On 25 October 2016, 23 antiquities that had been deaccessioned from the Toledo Museum were controversially sold by Christie’s. As these objects moved from public to private, we were once again forced to grapple with how freakin’ weird the commodification of antiquities makes us feel. What the heck are museums for if they can just sell stuff off?
But that’s not what I want to talk about today.
In that same auction, Christie’s sold two 2nd Century encaustic mummy portraits for $187,500 and $125,000 respectively. Unlike most antiquities, these artefacts have a listed succession of non-anonymous owners, a provenance that looks good for pre-1900 and with documentation from 1933 onward.
Why? Because in 1933 the mummy portraits were seized from their Jewish owners and sold by the Nazis.
Much international discussion about the restitution of Nazi-seized art to Jewish heirs is focused on fine art. There are many reasons for this, none the least that many of the great European art collectors and dealers at the time were Jewish, as were many of the artists that they collected. Plus the price tags on the art are impressive: big money makes big news coverage.
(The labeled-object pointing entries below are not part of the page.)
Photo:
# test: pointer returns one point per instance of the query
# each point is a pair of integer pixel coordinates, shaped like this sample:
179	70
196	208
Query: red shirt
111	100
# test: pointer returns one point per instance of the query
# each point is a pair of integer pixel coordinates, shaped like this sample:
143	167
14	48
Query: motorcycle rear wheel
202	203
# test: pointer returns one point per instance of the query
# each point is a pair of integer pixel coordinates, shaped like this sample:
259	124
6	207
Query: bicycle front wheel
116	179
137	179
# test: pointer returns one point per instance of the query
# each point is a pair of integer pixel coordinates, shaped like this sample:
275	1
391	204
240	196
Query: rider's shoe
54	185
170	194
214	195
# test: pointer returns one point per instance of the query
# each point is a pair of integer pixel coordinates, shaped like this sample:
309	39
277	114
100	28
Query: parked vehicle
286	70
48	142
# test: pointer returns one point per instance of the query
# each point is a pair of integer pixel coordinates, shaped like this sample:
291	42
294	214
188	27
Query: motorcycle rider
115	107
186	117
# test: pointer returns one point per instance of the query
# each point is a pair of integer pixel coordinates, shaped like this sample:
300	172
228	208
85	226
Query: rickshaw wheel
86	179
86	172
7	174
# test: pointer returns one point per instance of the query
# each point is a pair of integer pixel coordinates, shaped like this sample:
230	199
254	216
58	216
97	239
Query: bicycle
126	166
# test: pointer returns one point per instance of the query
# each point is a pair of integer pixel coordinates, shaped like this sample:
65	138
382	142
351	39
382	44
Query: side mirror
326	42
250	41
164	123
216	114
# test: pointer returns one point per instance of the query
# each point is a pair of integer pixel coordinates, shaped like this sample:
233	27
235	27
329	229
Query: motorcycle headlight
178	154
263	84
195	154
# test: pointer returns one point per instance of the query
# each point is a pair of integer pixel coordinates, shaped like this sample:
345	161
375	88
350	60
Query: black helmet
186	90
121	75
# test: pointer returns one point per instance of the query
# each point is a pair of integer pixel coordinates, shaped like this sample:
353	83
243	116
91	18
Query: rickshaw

We all speak a lot less about the antiquities that were seized from Jewish owners or taken from museums in Nazi occupied territories. Anyone looking for a PhD topic? I want to hear those Nazi-seized antiquities restitution stories and, dare I say, I want to incorporate them into our ideas of illicit antiquities, repatriation, return, and provenance research.*
Perhaps these portraits are a good place to start. Encaustic mummy portraits come, generally but not only, from the Faiyum area of Egypt; they were attached to Roman period mummies. They are popular on the market because they are personal. The wax and tempera painting technique allows startling realistic depictions of ancient people. They’re specific individuals and their portraits would have been immediately recognisable to family and friends. They have bushy or arching brows, wispy young moustaches, softly curling hair, and full lips. Most of them are young; most of them are beautiful. Through the portraits we can finally look ancient Egypt in the eyes. I love them. You probably love them. Late 19th century Europe loved them. Rudolf Mosse presumably loved them. I mean, he bought two of them before 1920 (the year he died).
And Mosse would have bought them on the market. As far as I can tell, based on my limited research while waiting for a plane in the Newark airport, Mosse would have bought these pieces as looted. Christies would like to link the portraits to Egyptologist Karl Brugsch which seems reasonable enough, but there aren’t excavation records for them, so there you go. No judgment on that, things WERE different pre-1920 and I’m not going to try to reconstruct the legal situation here without more info, but it looks like the portraits were legally owned by Mosse and thus legally transferred to his daughter Felicia Lachmann-Mosse and her husband.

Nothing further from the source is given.